Aminta. L’amore secondo Latella

28 gennaio 2019

L’amore come tensione alla ricerca, fino al punto di negare se stesso per rigenerarsi. Questa volta Antonio Latella, maestro della scena italiana, tra i registi più interessanti del teatro internazionale e attuale direttore della Biennale Teatro di Venezia, esplora il sentimento più narrato e inafferrabile della storia umana. Lo fa portando sul palcoscenico l’Aminta di Torquato Tasso, con una regia che segna un passo in una nuova direzione. Un passo notevole, infatti, perché se per l’artista i classici antichi e moderni, dalla tragedia greca a Eduardo De Filippo, sono sempre stati materia da indagare e stravolgere, con Tasso invoca invece una regia ‘trasparente’, minimalista, priva di orpelli. L’esito di questo nuovo viaggio di esplorazione tra poesia e lingua si potrà vedere al Teatro Alighieri di Ravenna il 31 gennaio alle 21, nell’ambito della Stagione dei Teatri, dove Latella ha già presentato negli anni passati “Il servitore di due padroni”, da Goldoni e “Ti regalo la mia morte Veronika”, tratto dal cinema di Fassbinder. A calcare la scena, firmata da Giuseppe Stellato, quattro attori: Michelangelo Dalisi, Emanuele Turetta, Matilde Vigna, Giuliana Bianca Vigogna. La drammaturgia è invece di Linda Dalisi mentre i costumi di Graziella Pepe, le musiche e il suono di Franco Visioli e le luci di Simone De Angelis.

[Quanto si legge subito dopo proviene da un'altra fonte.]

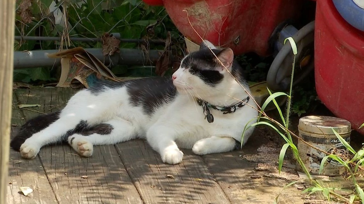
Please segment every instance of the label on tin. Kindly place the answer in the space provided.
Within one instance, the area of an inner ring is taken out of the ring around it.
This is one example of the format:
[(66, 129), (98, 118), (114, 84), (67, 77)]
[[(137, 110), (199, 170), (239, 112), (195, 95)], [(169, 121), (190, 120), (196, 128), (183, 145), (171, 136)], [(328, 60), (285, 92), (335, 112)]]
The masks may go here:
[[(340, 140), (337, 138), (320, 138), (301, 134), (300, 135), (304, 140), (318, 149), (333, 154), (344, 153), (345, 147)], [(348, 136), (347, 138), (344, 139), (348, 143), (350, 138), (349, 135)], [(327, 155), (326, 154), (300, 140), (298, 141), (297, 148), (300, 157), (305, 164), (305, 166), (308, 170), (312, 174), (318, 174), (322, 159)], [(344, 171), (342, 164), (329, 158), (324, 164), (324, 168), (321, 174), (339, 175), (343, 173)]]

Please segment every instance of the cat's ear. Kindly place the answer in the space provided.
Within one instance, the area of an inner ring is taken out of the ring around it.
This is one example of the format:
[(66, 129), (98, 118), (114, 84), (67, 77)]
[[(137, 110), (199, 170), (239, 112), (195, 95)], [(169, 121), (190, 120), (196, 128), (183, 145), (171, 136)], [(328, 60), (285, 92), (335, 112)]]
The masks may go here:
[(200, 50), (208, 50), (209, 48), (212, 49), (216, 49), (216, 48), (208, 40), (205, 40), (201, 43), (200, 45)]
[[(227, 69), (229, 70), (231, 69), (232, 65), (233, 65), (233, 61), (234, 61), (234, 52), (233, 50), (230, 48), (225, 48), (221, 50), (219, 54), (216, 56), (219, 60), (222, 62), (222, 64), (224, 65)], [(220, 62), (217, 60), (216, 63), (219, 64), (219, 66), (222, 66), (220, 64)], [(225, 68), (222, 67), (222, 71), (225, 70)]]

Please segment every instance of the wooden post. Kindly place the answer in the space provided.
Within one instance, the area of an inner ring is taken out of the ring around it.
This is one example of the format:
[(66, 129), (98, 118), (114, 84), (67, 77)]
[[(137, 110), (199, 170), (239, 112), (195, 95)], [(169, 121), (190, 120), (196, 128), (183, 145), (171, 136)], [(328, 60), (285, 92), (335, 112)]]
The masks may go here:
[(6, 203), (13, 93), (15, 0), (0, 0), (0, 203)]

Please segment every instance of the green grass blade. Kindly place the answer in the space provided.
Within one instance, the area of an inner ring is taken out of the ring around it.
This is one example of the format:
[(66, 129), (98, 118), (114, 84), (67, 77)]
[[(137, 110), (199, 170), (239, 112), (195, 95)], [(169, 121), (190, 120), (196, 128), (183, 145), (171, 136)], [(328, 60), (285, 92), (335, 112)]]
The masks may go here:
[(291, 44), (291, 48), (292, 48), (292, 51), (293, 52), (293, 54), (294, 55), (297, 54), (297, 46), (296, 46), (296, 42), (294, 42), (293, 38), (292, 38), (291, 37), (286, 38), (284, 39), (284, 44), (286, 44), (286, 41), (287, 41), (287, 40), (289, 41), (289, 43)]
[(278, 130), (278, 129), (277, 129), (276, 127), (273, 126), (273, 125), (272, 125), (270, 123), (267, 123), (267, 122), (266, 122), (265, 121), (259, 121), (258, 122), (257, 122), (254, 123), (253, 123), (251, 125), (251, 126), (255, 126), (256, 125), (268, 125), (268, 126), (270, 127), (271, 127), (273, 128), (274, 130), (275, 130), (277, 132), (278, 132), (278, 134), (279, 134), (283, 138), (283, 139), (284, 139), (284, 140), (286, 141), (286, 142), (287, 143), (289, 143), (290, 144), (291, 144), (292, 143), (291, 142), (289, 141), (288, 139), (287, 138), (287, 137), (286, 137), (280, 131)]
[(258, 121), (259, 121), (259, 120), (260, 119), (260, 117), (262, 116), (262, 113), (264, 111), (264, 110), (265, 108), (267, 107), (267, 106), (268, 104), (271, 101), (273, 101), (276, 98), (280, 96), (281, 95), (286, 95), (288, 96), (285, 93), (284, 93), (283, 92), (276, 92), (274, 93), (269, 97), (265, 100), (265, 101), (263, 104), (263, 105), (262, 106), (262, 108), (260, 109), (261, 113), (259, 113), (259, 116), (258, 117)]
[(322, 160), (321, 161), (321, 164), (320, 165), (320, 168), (318, 169), (319, 175), (321, 174), (321, 172), (322, 172), (322, 170), (324, 170), (324, 165), (325, 164), (325, 163), (326, 162), (326, 161), (327, 160), (327, 159), (329, 158), (329, 155), (328, 155), (322, 158)]
[(321, 187), (312, 187), (311, 188), (308, 188), (305, 189), (304, 190), (302, 191), (302, 192), (307, 193), (308, 192), (309, 192), (309, 193), (308, 193), (308, 195), (310, 195), (311, 194), (313, 193), (314, 193), (316, 191), (324, 191), (324, 188)]
[(352, 204), (354, 203), (354, 200), (355, 200), (355, 195), (352, 195), (350, 196), (350, 198), (349, 199), (349, 203), (350, 204)]
[(324, 195), (326, 196), (326, 198), (327, 199), (327, 200), (329, 201), (329, 203), (330, 200), (330, 191), (329, 191), (329, 189), (326, 188), (324, 189), (324, 192), (323, 192)]
[[(272, 93), (269, 90), (269, 89), (267, 87), (267, 90), (268, 90), (268, 92), (269, 93), (269, 95), (272, 95)], [(279, 115), (281, 117), (281, 119), (282, 119), (282, 122), (283, 123), (283, 125), (285, 127), (286, 126), (286, 121), (284, 120), (284, 117), (283, 116), (283, 114), (282, 113), (282, 110), (281, 110), (281, 107), (279, 107), (278, 105), (278, 103), (277, 102), (277, 101), (276, 101), (276, 98), (273, 98), (272, 101), (273, 101), (273, 103), (274, 105), (276, 106), (276, 107), (277, 108), (277, 110), (278, 110), (278, 113), (279, 113)]]
[(347, 142), (345, 141), (345, 140), (344, 139), (344, 138), (342, 138), (341, 136), (340, 136), (340, 135), (339, 135), (339, 134), (338, 134), (333, 128), (332, 127), (331, 130), (332, 130), (332, 131), (334, 132), (335, 135), (336, 136), (336, 137), (337, 138), (337, 139), (339, 139), (340, 142), (343, 143), (343, 144), (344, 145), (344, 146), (348, 150), (350, 151), (351, 153), (353, 154), (355, 154), (356, 153), (356, 152), (354, 150), (354, 149), (351, 147), (351, 146), (350, 146), (350, 145)]
[(356, 171), (358, 170), (358, 168), (359, 168), (359, 166), (361, 165), (361, 163), (364, 162), (364, 159), (362, 159), (359, 160), (359, 162), (356, 163), (356, 164), (355, 165), (355, 168), (354, 169), (354, 171), (356, 172)]
[(363, 192), (363, 189), (357, 183), (355, 184), (355, 189), (356, 189), (356, 193), (361, 200), (361, 204), (364, 204), (364, 192)]
[(361, 159), (364, 156), (364, 150), (360, 150), (356, 152), (353, 158), (350, 160), (351, 162), (353, 162), (358, 159)]
[(286, 185), (285, 185), (284, 187), (283, 187), (283, 188), (282, 189), (282, 190), (281, 190), (281, 192), (280, 192), (278, 194), (278, 195), (277, 196), (277, 197), (276, 197), (276, 199), (274, 199), (274, 204), (277, 204), (278, 203), (278, 197), (279, 197), (279, 196), (280, 195), (281, 193), (282, 193), (282, 192), (283, 191), (283, 190), (284, 190), (286, 188), (290, 186), (298, 181), (302, 181), (304, 180), (305, 180), (304, 179), (301, 179), (300, 180), (297, 180), (297, 181), (294, 181), (291, 182), (291, 183), (289, 183), (288, 184)]
[(359, 129), (363, 127), (364, 127), (364, 123), (361, 124), (361, 125), (359, 127)]
[(281, 173), (281, 170), (282, 170), (282, 166), (283, 164), (283, 159), (284, 158), (284, 155), (286, 154), (286, 151), (287, 148), (289, 146), (289, 144), (286, 143), (283, 144), (283, 146), (281, 149), (281, 152), (279, 154), (279, 160), (278, 162), (278, 174)]
[(244, 130), (243, 131), (243, 133), (241, 134), (241, 142), (240, 145), (241, 146), (241, 147), (242, 148), (243, 147), (243, 141), (244, 141), (244, 135), (245, 135), (245, 131), (246, 131), (248, 129), (252, 127), (251, 125), (248, 126), (248, 125), (250, 124), (250, 122), (252, 122), (254, 121), (256, 121), (257, 119), (256, 118), (253, 118), (251, 120), (249, 121), (248, 122), (246, 123), (245, 124), (245, 126), (244, 127)]

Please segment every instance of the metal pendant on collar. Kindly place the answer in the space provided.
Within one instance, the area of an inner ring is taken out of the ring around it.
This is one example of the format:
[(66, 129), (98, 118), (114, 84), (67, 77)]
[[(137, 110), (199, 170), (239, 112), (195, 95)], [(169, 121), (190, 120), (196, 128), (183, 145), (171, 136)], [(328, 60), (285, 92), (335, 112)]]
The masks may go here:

“Vorrei provare ad essere fuori dal gioco – spiega dunque il regista nelle sue note – non stabilire regole ma seguire regole che non vengono decise da me ma da chi ha scritto. Penso a una regia che si affidi all’estetica stilistica della lingua, capace di una vertiginosa verticalità, piena di senso e non di analisi; un nuovo territorio di ricerca”. Le regole da seguire sono quelle di uno dei capolavori della letteratura italiana, un dramma pastorale che racconta le vicende del pastore Aminta e del suo amore per la ninfa Silvia. Nell’opera del Tasso Latella individua la compresenza di due forze: la ricerca di innovazione linguistica e la tensione verso un classicismo da reinterpretare. Al centro della vicenda c’è appunto l’amore, ma il dramma per la verità è privo di azione, perché nulla di ciò che è rilevante per la vicenda accade sotto gli occhi degli spettatori, ad eccezione del pianto di Silvia, la ninfa dal cuore di ghiaccio che si scioglie in lacrime quando cede ai sentimenti.

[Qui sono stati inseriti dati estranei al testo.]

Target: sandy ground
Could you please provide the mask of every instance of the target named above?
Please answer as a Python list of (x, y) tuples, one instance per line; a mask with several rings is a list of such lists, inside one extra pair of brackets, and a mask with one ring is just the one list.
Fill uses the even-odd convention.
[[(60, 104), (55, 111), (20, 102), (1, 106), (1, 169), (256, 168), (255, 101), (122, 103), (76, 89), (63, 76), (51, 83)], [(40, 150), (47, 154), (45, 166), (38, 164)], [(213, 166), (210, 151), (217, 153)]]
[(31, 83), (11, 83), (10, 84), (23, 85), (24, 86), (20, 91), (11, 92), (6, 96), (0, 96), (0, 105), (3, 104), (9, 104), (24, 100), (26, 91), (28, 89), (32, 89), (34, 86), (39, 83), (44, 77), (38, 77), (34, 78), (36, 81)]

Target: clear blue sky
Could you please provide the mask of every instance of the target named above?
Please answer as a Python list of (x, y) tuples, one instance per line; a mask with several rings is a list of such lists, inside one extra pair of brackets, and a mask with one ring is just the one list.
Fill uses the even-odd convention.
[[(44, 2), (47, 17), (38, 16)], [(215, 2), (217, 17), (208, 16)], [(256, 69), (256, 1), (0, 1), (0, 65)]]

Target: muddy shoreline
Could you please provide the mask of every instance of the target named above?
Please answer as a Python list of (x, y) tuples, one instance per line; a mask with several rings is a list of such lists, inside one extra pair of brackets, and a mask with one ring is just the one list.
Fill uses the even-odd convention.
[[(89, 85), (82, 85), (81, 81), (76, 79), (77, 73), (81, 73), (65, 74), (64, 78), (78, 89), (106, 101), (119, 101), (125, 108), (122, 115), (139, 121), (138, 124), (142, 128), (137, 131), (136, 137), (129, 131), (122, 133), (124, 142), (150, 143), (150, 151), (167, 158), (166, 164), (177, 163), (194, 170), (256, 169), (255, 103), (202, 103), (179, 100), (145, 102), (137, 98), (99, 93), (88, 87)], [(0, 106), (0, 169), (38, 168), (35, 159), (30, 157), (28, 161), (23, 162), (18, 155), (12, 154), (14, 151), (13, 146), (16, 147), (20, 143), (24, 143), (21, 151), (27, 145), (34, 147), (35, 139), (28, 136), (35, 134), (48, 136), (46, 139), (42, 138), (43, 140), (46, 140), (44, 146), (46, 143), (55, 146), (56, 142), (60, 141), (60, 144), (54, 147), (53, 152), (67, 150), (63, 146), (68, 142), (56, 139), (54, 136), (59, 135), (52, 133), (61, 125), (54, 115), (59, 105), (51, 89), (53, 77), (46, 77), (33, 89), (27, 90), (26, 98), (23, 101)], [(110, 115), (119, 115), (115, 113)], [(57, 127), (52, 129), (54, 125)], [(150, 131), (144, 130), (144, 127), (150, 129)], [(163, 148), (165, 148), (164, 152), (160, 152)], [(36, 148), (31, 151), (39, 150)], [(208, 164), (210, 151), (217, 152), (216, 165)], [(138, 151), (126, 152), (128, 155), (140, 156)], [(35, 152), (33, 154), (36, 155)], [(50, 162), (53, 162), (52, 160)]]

Ma di cosa parliamo quando parliamo d’amore? “L’amore esiste se non c’è inganno – spiega Latella – di conseguenza Amore non esiste. Il nostro tentativo è quello di lavorare sull’assenza dell’amore e sulla ricerca di esso, prendendo a prestito la grandezza dei versi di Torquato Tasso. Lavorare su questo piccolo teorema è stimolante soprattutto se per avvicinarsi ad esso si scelgono i versi, la loro spinta evocativa inarrestabile. È il verso che si fa dardo e la parola che si fa esperimento stimolando una trasparenza della regia; vorrei provare ad essere fuori dal gioco, non stabilire regole ma seguire regole che non vengono decise da me ma da chi ha scritto. Penso a una regia che si affidi all’estetica stilistica della lingua, capace di una vertiginosa verticalità, piena di senso e non di analisi; un nuovo territorio di ricerca. Aminta di Torquato Tasso è un dramma pastorale che racconta le vicende del pastore Aminta e del suo amore per la ninfa Silvia. Il nome greco Amyntas deriva dal verbo greco amynein, ‘difendere, proteggere’, traducibile con ‘colui che protegge’; in latino, Amyntor. Proteggere cosa? Proteggersi da chi? Difendersi? Difendere una forza creativa al punto da negarla, negare l’amore perché possa riprodursi in fonte di ispirazione assoluta, lontana dalla storiella dell’innamorato non corrisposto”. Lo stile evocativo dei versi farà quindi del discorso un canto, una ricerca di cui la musica diviene motore, la forma che l’Amore assume in ogni essere umano e la sua forza creativa, fonte di ispirazione assoluta”.

Aminta è una produzione di Stabilemobile in collaborazione con AMAT e Comune di Macerata.